When President Obama’s speech to school children became controversial, the press was quick to remind us that President George H.W. Bush had done the same thing in 1991. What they didn’t often mention, however, was the Democrats’ reaction. Byron York reminds us:

Democrats, then the majority party in Congress, not only denounced Bush’s speech — they also ordered the General Accounting Office to investigate its production and later summoned top Bush administration officials to Capitol Hill for an extensive hearing on the issue. …
The day after Bush spoke, the Washington Post published a front-page story suggesting the speech was carefully staged for the president’s political benefit. “The White House turned a Northwest Washington junior high classroom into a television studio and its students into props,” the Post reported.

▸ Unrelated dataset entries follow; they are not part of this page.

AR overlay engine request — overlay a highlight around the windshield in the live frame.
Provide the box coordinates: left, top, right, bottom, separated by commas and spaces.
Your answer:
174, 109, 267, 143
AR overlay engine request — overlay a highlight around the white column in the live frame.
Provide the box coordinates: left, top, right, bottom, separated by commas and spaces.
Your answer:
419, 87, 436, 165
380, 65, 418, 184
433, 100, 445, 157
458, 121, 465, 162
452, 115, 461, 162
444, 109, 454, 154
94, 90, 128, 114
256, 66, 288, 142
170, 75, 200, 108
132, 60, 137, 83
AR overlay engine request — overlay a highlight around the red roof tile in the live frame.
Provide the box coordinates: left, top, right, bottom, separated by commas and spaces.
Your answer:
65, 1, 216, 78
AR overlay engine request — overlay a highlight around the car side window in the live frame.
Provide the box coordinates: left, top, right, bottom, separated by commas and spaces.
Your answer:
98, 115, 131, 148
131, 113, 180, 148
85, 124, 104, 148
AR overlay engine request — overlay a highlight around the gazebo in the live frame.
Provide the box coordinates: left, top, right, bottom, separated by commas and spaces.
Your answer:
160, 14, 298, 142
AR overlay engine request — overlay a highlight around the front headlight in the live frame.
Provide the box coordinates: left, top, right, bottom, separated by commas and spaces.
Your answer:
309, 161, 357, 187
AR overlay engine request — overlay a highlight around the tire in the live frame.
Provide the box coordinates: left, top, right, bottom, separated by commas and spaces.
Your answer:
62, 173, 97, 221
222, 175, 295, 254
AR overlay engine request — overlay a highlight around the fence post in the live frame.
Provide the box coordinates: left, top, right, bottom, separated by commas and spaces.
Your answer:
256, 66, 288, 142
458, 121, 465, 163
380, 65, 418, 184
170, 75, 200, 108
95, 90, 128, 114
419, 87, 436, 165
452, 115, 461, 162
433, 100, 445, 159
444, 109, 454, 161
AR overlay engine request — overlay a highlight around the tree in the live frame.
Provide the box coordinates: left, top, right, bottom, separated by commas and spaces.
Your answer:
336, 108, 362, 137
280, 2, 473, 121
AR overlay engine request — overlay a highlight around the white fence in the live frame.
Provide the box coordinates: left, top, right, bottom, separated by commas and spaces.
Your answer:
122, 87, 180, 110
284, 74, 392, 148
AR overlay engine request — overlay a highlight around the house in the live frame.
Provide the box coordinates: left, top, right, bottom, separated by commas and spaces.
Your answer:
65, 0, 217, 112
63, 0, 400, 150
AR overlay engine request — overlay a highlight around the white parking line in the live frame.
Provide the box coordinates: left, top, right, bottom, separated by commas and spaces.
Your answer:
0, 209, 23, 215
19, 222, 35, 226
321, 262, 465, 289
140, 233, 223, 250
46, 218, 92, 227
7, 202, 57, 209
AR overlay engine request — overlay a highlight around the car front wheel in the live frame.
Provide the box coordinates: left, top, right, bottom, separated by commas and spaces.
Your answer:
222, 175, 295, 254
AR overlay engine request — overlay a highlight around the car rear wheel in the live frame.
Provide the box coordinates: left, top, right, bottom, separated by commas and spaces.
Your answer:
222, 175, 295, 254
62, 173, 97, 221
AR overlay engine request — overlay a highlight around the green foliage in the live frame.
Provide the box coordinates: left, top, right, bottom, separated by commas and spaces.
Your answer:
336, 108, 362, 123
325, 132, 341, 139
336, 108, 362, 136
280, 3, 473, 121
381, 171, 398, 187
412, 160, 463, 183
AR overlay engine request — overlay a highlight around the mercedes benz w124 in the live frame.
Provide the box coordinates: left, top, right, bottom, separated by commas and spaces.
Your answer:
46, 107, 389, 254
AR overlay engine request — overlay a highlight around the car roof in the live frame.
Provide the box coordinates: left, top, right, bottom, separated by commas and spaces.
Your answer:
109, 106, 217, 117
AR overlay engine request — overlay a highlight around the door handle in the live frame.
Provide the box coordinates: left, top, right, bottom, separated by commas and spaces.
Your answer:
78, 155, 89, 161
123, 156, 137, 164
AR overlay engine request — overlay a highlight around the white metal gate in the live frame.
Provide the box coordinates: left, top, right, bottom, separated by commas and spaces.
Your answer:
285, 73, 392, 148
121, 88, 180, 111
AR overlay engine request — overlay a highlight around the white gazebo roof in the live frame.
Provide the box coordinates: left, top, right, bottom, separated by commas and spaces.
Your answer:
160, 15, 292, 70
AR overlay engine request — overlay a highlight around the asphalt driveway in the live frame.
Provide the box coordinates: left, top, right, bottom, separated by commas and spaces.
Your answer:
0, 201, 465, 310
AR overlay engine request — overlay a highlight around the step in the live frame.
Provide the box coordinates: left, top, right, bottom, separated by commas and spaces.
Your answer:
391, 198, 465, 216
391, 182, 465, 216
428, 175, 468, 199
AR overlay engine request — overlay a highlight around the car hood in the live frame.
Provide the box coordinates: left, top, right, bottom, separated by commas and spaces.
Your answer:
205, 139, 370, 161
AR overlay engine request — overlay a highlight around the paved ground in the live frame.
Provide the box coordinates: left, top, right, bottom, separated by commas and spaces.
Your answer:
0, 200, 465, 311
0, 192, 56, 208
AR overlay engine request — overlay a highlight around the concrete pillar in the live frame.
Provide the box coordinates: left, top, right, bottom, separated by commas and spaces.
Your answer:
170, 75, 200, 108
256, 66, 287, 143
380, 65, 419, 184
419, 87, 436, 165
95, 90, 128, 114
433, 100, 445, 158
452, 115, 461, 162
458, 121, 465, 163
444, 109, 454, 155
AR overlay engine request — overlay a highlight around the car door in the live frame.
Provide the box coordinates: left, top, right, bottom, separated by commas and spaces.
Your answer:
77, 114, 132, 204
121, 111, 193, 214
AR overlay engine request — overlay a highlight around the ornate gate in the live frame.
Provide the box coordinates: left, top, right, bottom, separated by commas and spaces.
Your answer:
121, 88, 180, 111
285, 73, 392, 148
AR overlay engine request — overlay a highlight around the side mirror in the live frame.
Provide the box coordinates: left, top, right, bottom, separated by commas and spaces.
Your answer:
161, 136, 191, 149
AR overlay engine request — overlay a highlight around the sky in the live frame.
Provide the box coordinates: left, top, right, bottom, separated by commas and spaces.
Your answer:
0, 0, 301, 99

With the Post article in hand, Democrats pounced. “The Department of Education should not be producing paid political advertising for the president, it should be helping us to produce smarter students,” said Richard Gephardt, then the House Majority Leader. “And the president should be doing more about education than saying, ‘Lights, camera, action.'”

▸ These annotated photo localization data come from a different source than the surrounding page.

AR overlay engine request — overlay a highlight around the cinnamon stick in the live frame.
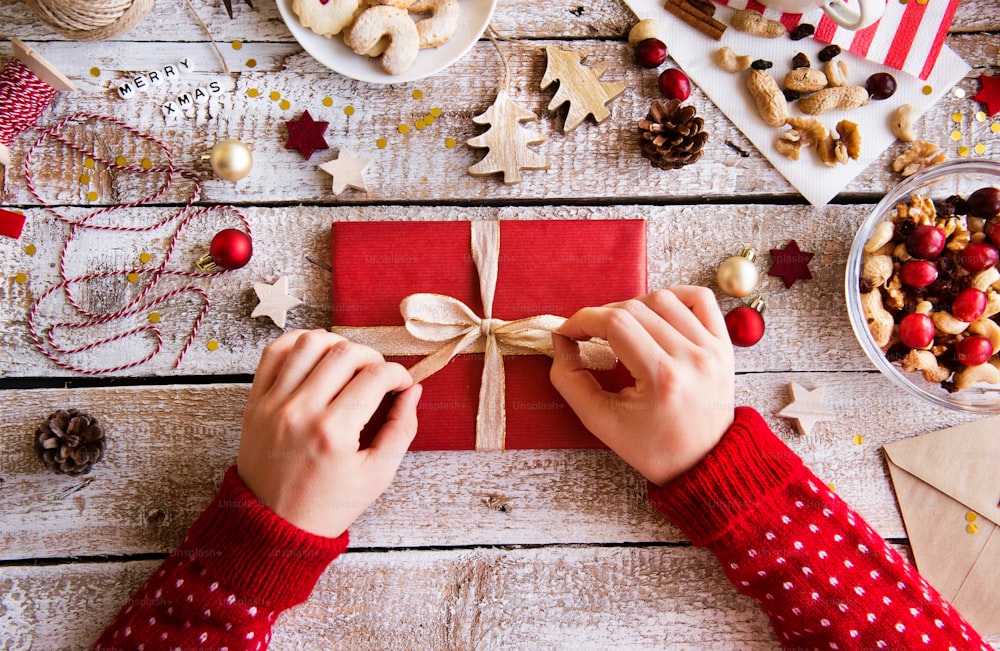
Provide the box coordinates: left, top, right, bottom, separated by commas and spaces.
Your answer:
663, 0, 727, 40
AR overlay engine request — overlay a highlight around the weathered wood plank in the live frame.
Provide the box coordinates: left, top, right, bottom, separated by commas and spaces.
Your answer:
0, 35, 995, 206
0, 372, 983, 560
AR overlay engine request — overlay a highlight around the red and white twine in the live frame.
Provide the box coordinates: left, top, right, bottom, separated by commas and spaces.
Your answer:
25, 113, 252, 375
0, 58, 57, 153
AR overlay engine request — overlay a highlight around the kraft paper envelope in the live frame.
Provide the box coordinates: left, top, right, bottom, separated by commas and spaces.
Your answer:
883, 417, 1000, 636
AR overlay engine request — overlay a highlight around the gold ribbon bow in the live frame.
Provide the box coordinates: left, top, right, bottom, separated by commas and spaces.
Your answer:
333, 220, 615, 450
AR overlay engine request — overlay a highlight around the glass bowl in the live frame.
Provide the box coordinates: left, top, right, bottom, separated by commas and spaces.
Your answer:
845, 160, 1000, 413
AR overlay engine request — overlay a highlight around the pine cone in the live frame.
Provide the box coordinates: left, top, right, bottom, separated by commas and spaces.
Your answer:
34, 409, 106, 476
638, 99, 709, 170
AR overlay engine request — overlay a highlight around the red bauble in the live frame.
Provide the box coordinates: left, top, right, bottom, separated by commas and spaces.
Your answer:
209, 228, 253, 270
956, 336, 994, 367
725, 304, 765, 347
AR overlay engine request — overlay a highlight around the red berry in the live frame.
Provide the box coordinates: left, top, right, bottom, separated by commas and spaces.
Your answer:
989, 221, 1000, 248
635, 38, 667, 69
658, 68, 691, 101
898, 260, 938, 287
905, 225, 946, 259
958, 242, 999, 272
951, 287, 987, 323
899, 313, 935, 349
725, 305, 765, 347
955, 336, 994, 366
968, 187, 1000, 219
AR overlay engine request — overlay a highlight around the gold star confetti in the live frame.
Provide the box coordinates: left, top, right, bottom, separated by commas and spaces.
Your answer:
322, 97, 333, 107
376, 138, 387, 149
24, 244, 36, 255
207, 339, 219, 351
141, 158, 152, 169
127, 272, 139, 283
269, 90, 281, 101
139, 252, 152, 264
344, 105, 355, 116
86, 191, 98, 201
279, 99, 291, 110
412, 89, 423, 100
14, 272, 27, 284
149, 312, 161, 323
248, 88, 259, 98
232, 40, 243, 50
115, 155, 127, 166
398, 123, 409, 134
445, 137, 457, 149
89, 67, 100, 77
826, 482, 836, 492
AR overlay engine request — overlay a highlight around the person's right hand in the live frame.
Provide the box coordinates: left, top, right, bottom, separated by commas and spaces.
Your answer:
549, 287, 735, 486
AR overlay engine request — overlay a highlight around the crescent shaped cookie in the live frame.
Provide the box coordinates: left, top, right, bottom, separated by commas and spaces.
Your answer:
409, 0, 460, 49
346, 5, 420, 74
293, 0, 360, 37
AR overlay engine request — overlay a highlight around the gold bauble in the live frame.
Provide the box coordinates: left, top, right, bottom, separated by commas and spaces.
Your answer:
206, 140, 253, 181
717, 247, 759, 298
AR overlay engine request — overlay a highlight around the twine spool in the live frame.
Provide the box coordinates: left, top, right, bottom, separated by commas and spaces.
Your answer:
24, 0, 154, 41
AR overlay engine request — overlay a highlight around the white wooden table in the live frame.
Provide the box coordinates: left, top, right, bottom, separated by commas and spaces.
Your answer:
1, 1, 999, 648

Democrats did not stop with words. Rep. William Ford, then chairman of the House Education and Labor Committee, ordered the General Accounting Office to investigate the cost and legality of Bush’s appearance. On October 17, 1991, Ford summoned then-Education Secretary Lamar Alexander and other top Bush administration officials to testify at a hearing devoted to the speech.

The GAO concluded that Bush’s speech was “legal,” but that didn’t stop the National Education Association from denouncing it.
The controversy eventually died down and seems to have been forgotten, not only by the press that reported it but by the Democrats who denigrate those Republicans who question Obama’s speech.